For any of the aforementioned approaches to define potentially more potent immunogens, new or refined platforms are needed to elicit immunity in vivo. Expression of HCV protein antigen in various viral vectors, including replication incompetent MVA or adenoviral vectors, induces protective immune responses against diverse pathogens and cancer in various animal models, and can induce robust and sustained cellular immunity in humans. However, for the most commonly used serotype 5 adenoviruses, most humans have neutralizing antibodies, which can diminish the immunogenicity of such vaccines. Recently, more than 1000 adenoviruses from chimpanzees have been isolated and sequenced, which can induce potent cellular immunity across multiple species.[97] In clinical trials, these simian adenovirus vectors appear to be safe and highly immunogenic. Although there is so far no side-by-side comparison of vaccine efficacy to demonstrate its superiority to other nonhuman ones, these simian adenoviruses provide a viable alternative to their human counterparts as vectors for vaccine delivery.[98,99] Harnessing the inherent immunogenicity of activated DCs, the central orchestrator of adaptive immunity in vivo, may serve as one alternative to complement and boost viral vaccine vectors (reviewed in [100]). To avoid the need of isolation and expansion of autologous DCs in vitro, which would limit the utility of the approach for widespread use, direct targeting of antigens to DCs in vivo is currently being explored. It was previously demonstrated that antigens fused antibodies binding to cell-type-specific uptake receptors on the surface of DCs can induce antigen-specific immune responses in vivo (reviewed in [101]), and thus may be applied to induce in particular T-cell immunity to HCV with novel, tailored HCV antigens.

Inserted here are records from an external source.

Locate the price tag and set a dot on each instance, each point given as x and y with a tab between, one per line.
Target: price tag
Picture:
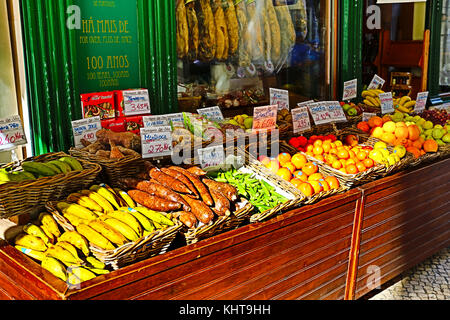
421	102
11	133
319	112
280	98
156	142
155	121
212	156
367	115
265	118
387	102
350	90
212	114
336	112
136	102
300	120
377	83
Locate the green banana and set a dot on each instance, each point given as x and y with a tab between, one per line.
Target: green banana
55	267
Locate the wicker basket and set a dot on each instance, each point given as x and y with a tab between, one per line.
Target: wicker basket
151	245
221	224
113	169
23	197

Passive Prophylaxis. Although neutralizing antibodies induced by natural infection or vaccines are not sufficient to prevent HCV infection,[102] strong and broadly reactive antibodies to HCV from exogenous sources can be used in postexposure prophylaxis or prevention of recurrent HCV infection after liver transplantation. Indeed, it has been shown that immunoglobulins prepared from chronic HCV patients can prevent hepatitis C in liver recipients, if antibodies are administered to patients without prior exposure to the virus.[103] However, those immunoglobulins have so far failed to prevent reinfection in HCV patients who have undergone liver transplantation.[104] Recent development of human monoclonal antibodies has enabled in vitro production of anti-HCV antibodies with defined specificity at a large scale. The observation that these monoclonal antibodies are able to neutralize diverse HCV quasispecies in human liver-chimeric mice[50] has raised the hope that potent antibodies at high dosages will be effective for postexposure prophylaxis in humans. To achieve a high, sustained dose of antibodies, vector-mediated gene delivery approaches are being explored. In the case of HIV, overexpression of broadly neutralizing antibodies using an adeno-associated virus vector was able to fully protect humanized mice from HIV infection.[105] Similar studies are sought to test whether this approach can produce effective prophylaxis against HCV.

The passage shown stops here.